L’Italia si conferma al secondo posto in Europa per numero di ricercatori selezionati dall’European Research Council (ERC) con gli Starting Grant 2025.

Un risultato importante, che testimonia e conferma ancora una volta l’altissimo livello della nostra comunità scientifica e accademica.
Ma accanto a tante eccellenze, permangono alcune criticità storiche e radicate nel sistema italiano.

Il dato che colpisce è che su 55 vincitori italiani soltanto 30 hanno deciso di restare nel nostro Paese. Questo significa che quasi la metà dei nostri migliori giovani cervelli sceglie di proseguire le proprie ricerche all’estero, attratti da condizioni più favorevoli e da investimenti stabili e strutturali.

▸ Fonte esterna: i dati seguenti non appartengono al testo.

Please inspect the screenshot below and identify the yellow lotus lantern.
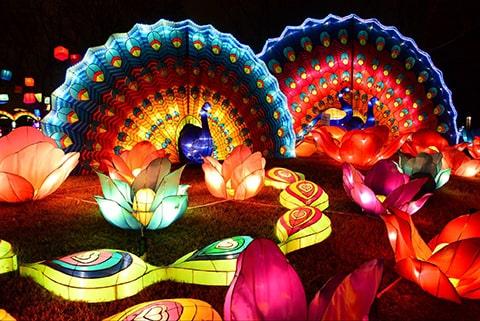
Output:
[202,145,266,200]
[0,127,80,203]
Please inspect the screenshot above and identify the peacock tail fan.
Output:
[42,20,295,170]
[258,14,458,143]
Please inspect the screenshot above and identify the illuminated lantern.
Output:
[53,46,69,61]
[402,129,448,156]
[343,160,432,215]
[275,206,332,253]
[103,299,222,321]
[103,141,167,184]
[168,236,253,286]
[95,158,189,231]
[20,249,159,302]
[224,239,383,321]
[0,309,15,321]
[382,210,480,303]
[70,54,82,65]
[202,145,266,200]
[317,126,408,169]
[265,167,305,189]
[442,147,480,177]
[25,77,35,87]
[397,152,450,189]
[0,69,12,81]
[0,240,18,274]
[279,180,328,211]
[0,127,80,202]
[0,94,10,105]
[23,93,37,105]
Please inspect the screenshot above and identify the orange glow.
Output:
[202,145,266,200]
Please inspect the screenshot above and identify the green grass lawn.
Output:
[0,154,480,321]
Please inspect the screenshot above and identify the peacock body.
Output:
[258,15,458,143]
[42,20,295,170]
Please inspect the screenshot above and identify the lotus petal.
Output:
[33,153,80,199]
[147,195,188,230]
[224,239,307,321]
[202,157,227,198]
[395,258,460,303]
[308,259,383,320]
[0,172,35,203]
[95,196,142,230]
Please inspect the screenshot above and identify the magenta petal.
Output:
[383,178,428,214]
[365,160,409,195]
[350,184,385,215]
[308,259,383,320]
[224,239,307,321]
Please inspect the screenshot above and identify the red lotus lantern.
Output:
[25,77,35,87]
[70,54,82,65]
[23,93,37,105]
[53,46,69,61]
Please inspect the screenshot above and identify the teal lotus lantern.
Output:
[397,152,450,189]
[95,158,189,230]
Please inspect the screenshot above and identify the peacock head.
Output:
[200,102,212,116]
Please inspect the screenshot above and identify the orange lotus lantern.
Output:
[103,141,167,184]
[402,128,448,156]
[317,126,408,169]
[442,147,480,177]
[382,210,480,303]
[202,145,266,200]
[0,127,80,203]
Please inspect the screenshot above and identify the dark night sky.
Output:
[0,0,480,127]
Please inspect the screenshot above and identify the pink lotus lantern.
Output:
[202,145,266,200]
[0,127,80,203]
[316,126,408,169]
[103,141,166,184]
[343,160,432,215]
[224,239,383,321]
[402,128,448,156]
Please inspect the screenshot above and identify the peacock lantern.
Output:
[258,14,458,144]
[42,20,295,171]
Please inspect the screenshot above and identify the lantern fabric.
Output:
[402,128,448,156]
[258,15,458,143]
[224,239,307,321]
[343,160,432,215]
[382,210,480,303]
[0,240,18,275]
[167,236,253,286]
[265,167,305,189]
[103,141,167,184]
[42,20,295,172]
[53,46,69,61]
[224,239,383,321]
[275,206,332,254]
[442,147,480,177]
[318,126,408,169]
[279,180,328,211]
[397,152,451,189]
[0,309,16,321]
[0,127,80,202]
[103,299,222,321]
[95,158,189,230]
[202,145,266,200]
[20,249,159,302]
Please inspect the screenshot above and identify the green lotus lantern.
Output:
[397,152,450,189]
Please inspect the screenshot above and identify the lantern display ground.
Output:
[0,157,480,320]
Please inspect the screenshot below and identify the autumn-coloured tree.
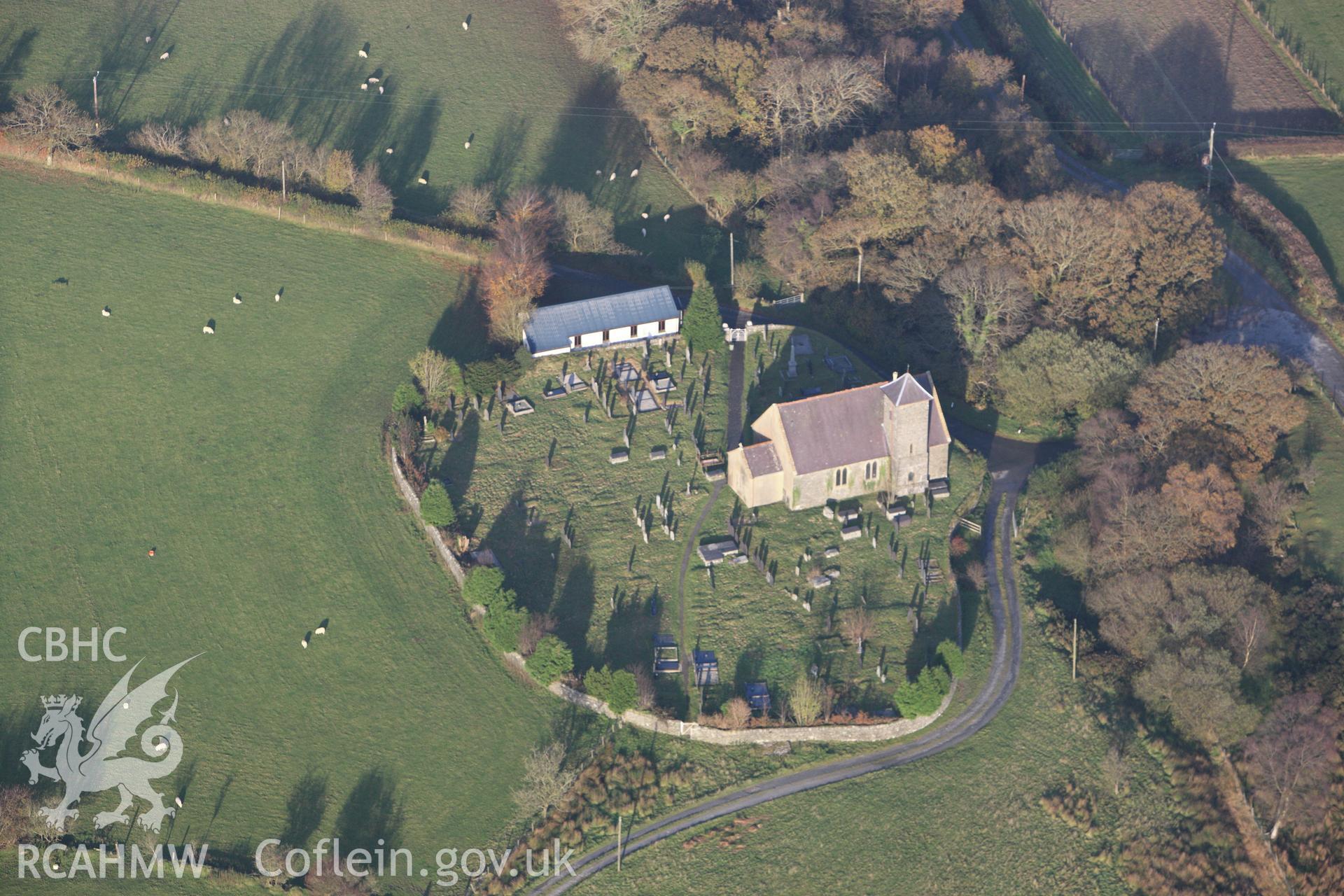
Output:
[1246,692,1344,839]
[1161,461,1245,556]
[0,85,98,165]
[938,258,1031,364]
[481,188,554,344]
[1087,183,1223,345]
[1128,342,1305,479]
[840,607,878,657]
[513,741,578,816]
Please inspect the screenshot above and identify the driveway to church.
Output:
[532,424,1042,896]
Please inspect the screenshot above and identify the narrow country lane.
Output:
[532,427,1037,896]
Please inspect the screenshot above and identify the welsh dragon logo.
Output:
[19,654,200,830]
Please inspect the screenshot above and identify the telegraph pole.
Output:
[1204,121,1218,195]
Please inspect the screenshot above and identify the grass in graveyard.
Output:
[0,0,727,276]
[430,344,729,698]
[0,162,556,870]
[430,328,983,715]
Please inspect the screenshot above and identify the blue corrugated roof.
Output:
[523,286,678,354]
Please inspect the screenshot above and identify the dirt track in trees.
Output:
[1040,0,1335,136]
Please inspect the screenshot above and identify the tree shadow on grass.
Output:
[336,769,406,852]
[279,771,327,846]
[476,113,529,196]
[550,551,596,674]
[0,28,38,106]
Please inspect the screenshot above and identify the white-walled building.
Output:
[523,286,681,357]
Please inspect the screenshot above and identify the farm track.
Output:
[532,426,1037,896]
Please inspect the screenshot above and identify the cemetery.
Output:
[414,326,983,720]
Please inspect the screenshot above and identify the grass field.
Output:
[0,162,555,870]
[966,0,1142,149]
[430,326,983,715]
[1266,0,1344,106]
[1234,158,1344,288]
[580,585,1176,896]
[0,0,727,270]
[1287,384,1344,566]
[1043,0,1335,132]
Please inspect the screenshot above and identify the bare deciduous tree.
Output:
[513,741,578,816]
[723,697,751,731]
[130,121,187,158]
[1246,692,1344,839]
[840,607,878,657]
[938,258,1031,364]
[351,165,393,224]
[410,348,457,411]
[551,188,615,253]
[1100,744,1129,797]
[447,184,495,227]
[0,85,98,165]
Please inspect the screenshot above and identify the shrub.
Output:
[895,666,951,719]
[527,634,574,685]
[462,567,504,607]
[393,383,421,414]
[421,482,457,529]
[462,357,522,395]
[583,666,640,715]
[937,639,966,678]
[681,262,723,355]
[481,591,528,653]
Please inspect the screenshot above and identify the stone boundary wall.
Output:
[548,681,957,746]
[387,444,466,589]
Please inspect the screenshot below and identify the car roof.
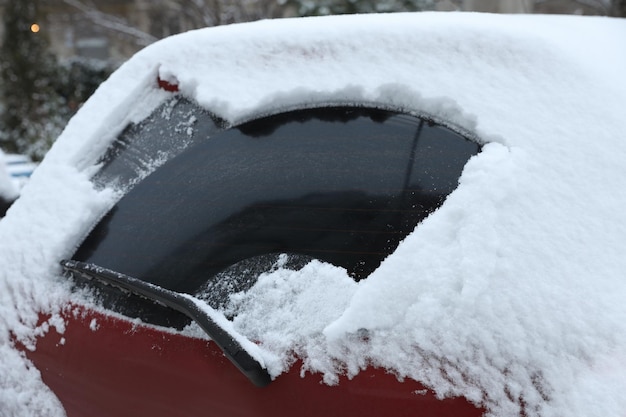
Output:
[0,13,626,415]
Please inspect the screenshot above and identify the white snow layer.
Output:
[0,13,626,417]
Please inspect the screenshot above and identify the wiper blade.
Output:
[61,260,271,387]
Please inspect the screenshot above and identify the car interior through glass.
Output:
[65,97,481,386]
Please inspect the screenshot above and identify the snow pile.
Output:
[0,13,626,417]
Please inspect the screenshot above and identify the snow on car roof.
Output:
[0,13,626,417]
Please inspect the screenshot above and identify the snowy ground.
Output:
[0,13,626,417]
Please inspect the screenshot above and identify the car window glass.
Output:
[74,102,480,321]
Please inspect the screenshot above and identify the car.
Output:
[4,153,37,190]
[0,13,626,416]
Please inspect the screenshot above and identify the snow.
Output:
[0,13,626,417]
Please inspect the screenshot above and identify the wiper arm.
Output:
[61,260,271,387]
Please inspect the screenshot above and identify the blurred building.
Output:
[0,0,608,62]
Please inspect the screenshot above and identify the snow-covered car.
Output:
[4,153,37,190]
[0,13,626,417]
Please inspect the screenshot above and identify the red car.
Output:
[0,13,626,417]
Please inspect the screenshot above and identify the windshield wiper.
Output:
[61,260,271,387]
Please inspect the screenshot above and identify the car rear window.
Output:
[73,99,480,325]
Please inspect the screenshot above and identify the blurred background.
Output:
[0,0,626,161]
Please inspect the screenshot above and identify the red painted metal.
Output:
[26,310,483,417]
[157,78,178,93]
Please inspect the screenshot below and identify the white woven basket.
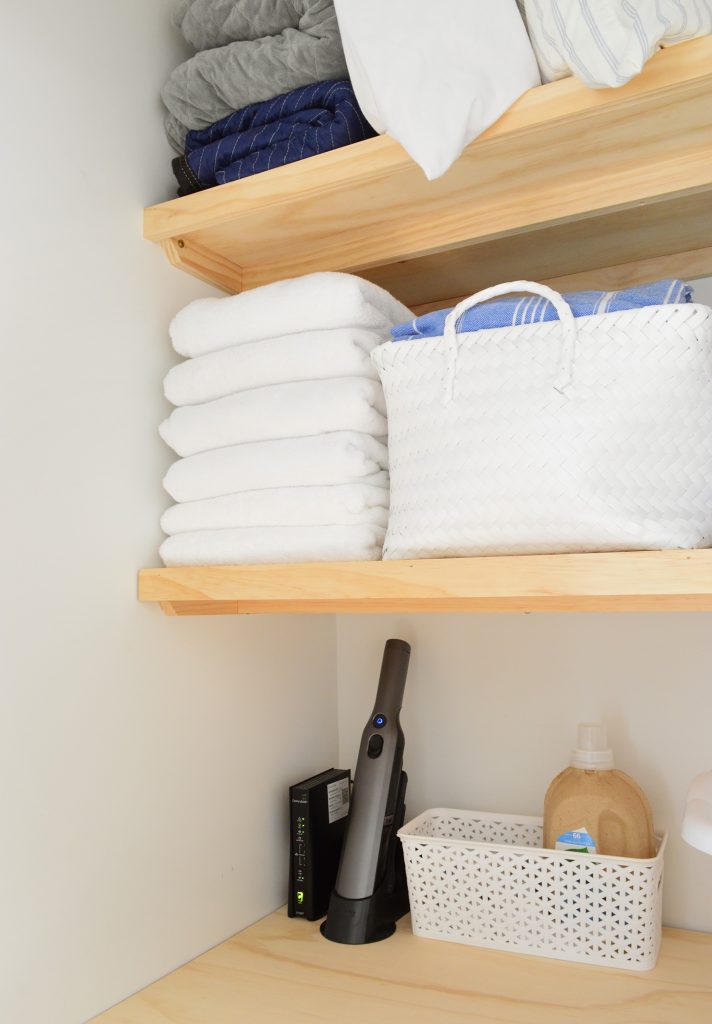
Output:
[373,281,712,558]
[399,808,667,971]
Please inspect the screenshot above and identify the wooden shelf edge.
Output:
[94,909,712,1024]
[138,549,712,615]
[143,36,712,242]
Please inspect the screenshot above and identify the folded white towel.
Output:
[159,377,387,456]
[170,273,413,356]
[161,524,385,565]
[161,474,388,535]
[163,430,388,502]
[163,327,385,406]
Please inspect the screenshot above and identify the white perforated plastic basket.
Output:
[399,808,667,971]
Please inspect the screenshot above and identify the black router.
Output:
[322,640,411,945]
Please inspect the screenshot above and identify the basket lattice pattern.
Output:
[399,810,664,971]
[373,304,712,558]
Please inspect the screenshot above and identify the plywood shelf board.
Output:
[139,550,712,615]
[145,37,712,303]
[95,910,712,1024]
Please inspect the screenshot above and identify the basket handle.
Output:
[444,281,577,401]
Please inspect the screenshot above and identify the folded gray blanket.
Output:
[162,0,347,153]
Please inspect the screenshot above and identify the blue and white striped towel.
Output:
[391,278,693,341]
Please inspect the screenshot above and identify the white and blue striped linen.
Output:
[517,0,712,89]
[391,278,693,341]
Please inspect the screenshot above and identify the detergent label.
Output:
[554,828,596,853]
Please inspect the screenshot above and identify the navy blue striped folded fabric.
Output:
[173,81,376,195]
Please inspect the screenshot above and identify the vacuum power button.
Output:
[367,733,383,758]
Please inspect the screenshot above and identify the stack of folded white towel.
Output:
[160,273,412,565]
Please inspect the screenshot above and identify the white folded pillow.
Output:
[163,430,388,502]
[160,524,385,565]
[335,0,540,178]
[159,377,388,456]
[163,327,384,406]
[169,272,413,356]
[525,0,712,89]
[161,483,388,535]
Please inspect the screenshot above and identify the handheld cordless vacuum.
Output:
[322,640,411,945]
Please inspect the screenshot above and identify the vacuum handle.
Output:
[373,640,411,717]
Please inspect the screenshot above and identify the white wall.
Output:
[0,0,336,1024]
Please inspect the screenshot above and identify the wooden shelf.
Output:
[138,549,712,615]
[95,910,712,1024]
[144,36,712,309]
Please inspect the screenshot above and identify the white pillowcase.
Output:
[523,0,712,89]
[335,0,540,179]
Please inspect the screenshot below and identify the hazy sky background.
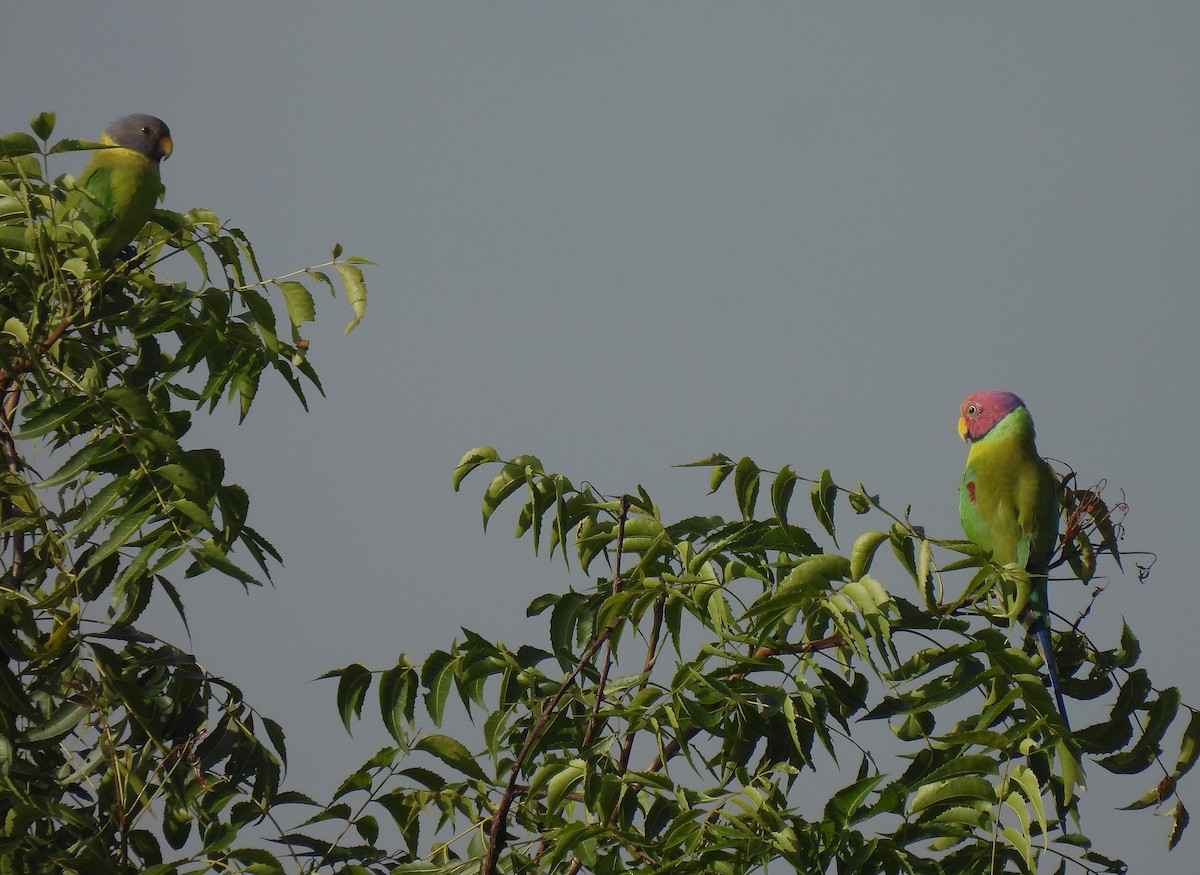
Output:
[0,1,1200,873]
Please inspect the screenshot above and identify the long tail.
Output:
[1030,580,1070,732]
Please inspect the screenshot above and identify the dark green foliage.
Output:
[0,115,1200,875]
[0,114,364,873]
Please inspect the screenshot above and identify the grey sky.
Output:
[0,2,1200,873]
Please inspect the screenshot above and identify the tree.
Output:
[0,115,1200,875]
[0,113,366,873]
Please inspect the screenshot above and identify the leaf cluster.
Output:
[307,447,1200,873]
[0,113,366,873]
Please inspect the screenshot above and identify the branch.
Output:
[479,497,629,875]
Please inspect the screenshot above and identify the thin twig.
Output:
[580,496,629,750]
[479,497,629,875]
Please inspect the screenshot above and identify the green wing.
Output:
[79,149,162,263]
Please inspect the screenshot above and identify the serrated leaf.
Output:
[275,280,317,328]
[337,663,371,735]
[733,456,761,520]
[334,258,371,334]
[850,531,888,580]
[811,468,838,544]
[413,735,487,781]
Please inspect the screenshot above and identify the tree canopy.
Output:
[0,114,1200,875]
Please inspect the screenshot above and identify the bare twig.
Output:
[479,496,629,875]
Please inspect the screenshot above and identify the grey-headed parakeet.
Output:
[79,114,174,264]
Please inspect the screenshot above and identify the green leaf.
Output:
[413,735,487,781]
[328,663,371,735]
[13,396,95,441]
[20,701,91,744]
[910,775,996,814]
[421,651,455,726]
[770,465,799,526]
[29,112,54,140]
[454,447,500,492]
[812,468,838,544]
[850,531,888,580]
[733,456,762,520]
[334,258,373,334]
[275,280,317,328]
[379,663,418,744]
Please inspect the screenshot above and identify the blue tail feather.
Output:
[1030,615,1070,732]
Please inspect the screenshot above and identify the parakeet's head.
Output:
[100,113,175,163]
[959,389,1025,441]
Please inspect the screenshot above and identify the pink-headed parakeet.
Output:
[959,389,1070,730]
[79,114,174,264]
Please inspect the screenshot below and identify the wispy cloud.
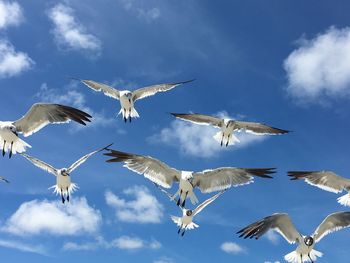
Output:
[0,39,34,78]
[220,242,246,255]
[148,111,265,158]
[0,1,24,29]
[48,4,101,54]
[0,239,47,255]
[105,186,163,224]
[284,27,350,102]
[63,236,162,251]
[1,197,102,236]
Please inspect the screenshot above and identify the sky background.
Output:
[0,0,350,263]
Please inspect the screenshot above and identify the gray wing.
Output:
[171,113,224,128]
[104,150,181,188]
[314,212,350,242]
[0,176,10,183]
[193,190,225,216]
[132,79,194,101]
[234,121,289,135]
[77,79,120,100]
[237,213,303,244]
[21,153,57,176]
[67,143,113,174]
[14,103,92,136]
[288,171,350,193]
[192,167,275,193]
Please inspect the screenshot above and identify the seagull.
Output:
[73,78,194,122]
[0,103,92,158]
[21,144,112,203]
[288,171,350,206]
[104,149,275,206]
[237,212,350,263]
[155,183,225,236]
[171,113,289,147]
[0,176,10,183]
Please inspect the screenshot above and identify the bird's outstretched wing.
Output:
[14,103,92,136]
[193,190,225,216]
[21,153,57,176]
[171,113,224,128]
[132,79,194,101]
[288,171,350,193]
[314,212,350,242]
[67,143,113,174]
[192,167,275,193]
[234,121,289,135]
[237,213,303,244]
[104,149,181,188]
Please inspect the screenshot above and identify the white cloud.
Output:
[0,1,24,29]
[148,111,265,158]
[105,186,163,224]
[0,239,47,255]
[63,236,162,251]
[284,27,350,101]
[2,197,102,236]
[48,4,101,52]
[220,242,246,255]
[0,39,34,78]
[36,82,115,132]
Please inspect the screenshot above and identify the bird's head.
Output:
[304,236,314,247]
[186,209,193,216]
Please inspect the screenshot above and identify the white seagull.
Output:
[237,212,350,263]
[171,113,289,147]
[0,103,91,158]
[21,144,112,203]
[104,149,275,206]
[288,171,350,206]
[77,79,194,122]
[155,184,225,236]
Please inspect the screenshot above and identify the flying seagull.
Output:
[104,149,275,206]
[155,184,225,236]
[73,78,194,122]
[21,144,112,203]
[237,212,350,263]
[171,113,289,147]
[0,103,92,158]
[288,171,350,206]
[0,176,10,183]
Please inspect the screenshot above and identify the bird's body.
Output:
[0,103,91,157]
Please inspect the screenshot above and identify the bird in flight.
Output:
[0,103,92,158]
[21,144,112,203]
[73,78,194,122]
[237,212,350,263]
[104,149,275,206]
[155,184,225,236]
[171,113,289,147]
[288,171,350,206]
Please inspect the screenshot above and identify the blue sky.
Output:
[0,0,350,263]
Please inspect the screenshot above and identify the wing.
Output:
[79,79,120,100]
[193,190,225,216]
[314,212,350,242]
[21,153,57,176]
[104,149,181,188]
[234,121,289,135]
[237,213,303,244]
[288,171,350,193]
[192,167,275,193]
[133,79,194,101]
[67,143,113,174]
[0,176,10,183]
[171,113,224,127]
[14,103,92,136]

Eppure, anziché intervenire su queste fragilità, il governo ha scelto di peggiorare una situazione già difficoltosa: i rettori italiani hanno denunciato più volte i tagli dell’esecutivo al comparto, in un contesto segnato da tendenze inflazionistiche e da forti incrementi degli oneri di gestione degli atenei che rischiano di non essere coperti.

La fuga dei talenti non è un destino ineluttabile, ma la conseguenza di un sistema che troppo spesso non garantisce prospettive certe, risorse adeguate, infrastrutture di qualità. Eppure, il potenziale è enorme: lo dimostrano i nostri ricercatori, che concorrono e vincono nei contesti più competitivi d’Europa.

Come Partito Democratico crediamo che serva una strategia nazionale per fermare questa emorragia e invertire la rotta: investendo in ricerca e innovazione, stabilizzando i giovani ricercatori e creando le condizioni perché il talento italiano possa crescere e produrre qui, in Italia.

Non basta applaudire i risultati: occorre costruire le condizioni perché chi li conquista possa farlo restando nel nostro Paese.